In 2019, T4GS hosted several different Distributed Denial of Service (DDoS) -centric CTTXs. Participants often push back against a scenario when they feel that certain elements are so unrealistic that they cannot place themselves within the scope of the game. By combining open-source research with information from subject matter experts within our network, we produced a scenario that participants found not only plausible, but highly likely to actually occur in the ‘real-world’. Our game designs incorporate flexibility, allowing for small scale to massive engagements, and are built and run by teams that are composed of highly-regarded subject matter experts who make these games as real as imaginable. This experience and expertise enables technical deep dives and realistic injects throughout our games — keeping us technically honest while challenging the assumptions and standard relationships that experts tend to rely on in real-life crisis scenarios.

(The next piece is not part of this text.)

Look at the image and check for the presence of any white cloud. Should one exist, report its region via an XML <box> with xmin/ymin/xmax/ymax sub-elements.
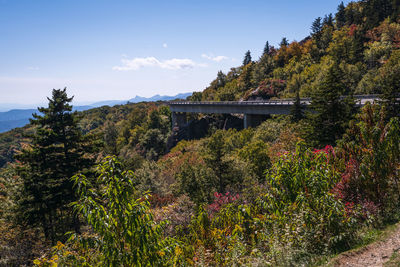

Part of T4GS’s mission is to build ever-stronger relationships between the public and private sector. Threats are too broad and increasingly at such a velocity we cannot think otherwise. As a non-profit operating at the nexus of technology and global security, T4GS engages leading experts through various means — including these unique exercises. The real value of these exercises rests in building greater levels of trust. Tabletop exercises force participants to actually do something challenging, together, and to think critically in unorthodox ways. While these exercises are run to address real-world issues, they are done so within the confines of a ‘game’ where mistakes do not result in large-scale consequences. As the threat environment continues to intensify, it is best we build this trust, and these relationships, before we are confronted with these crises in the ‘real world’.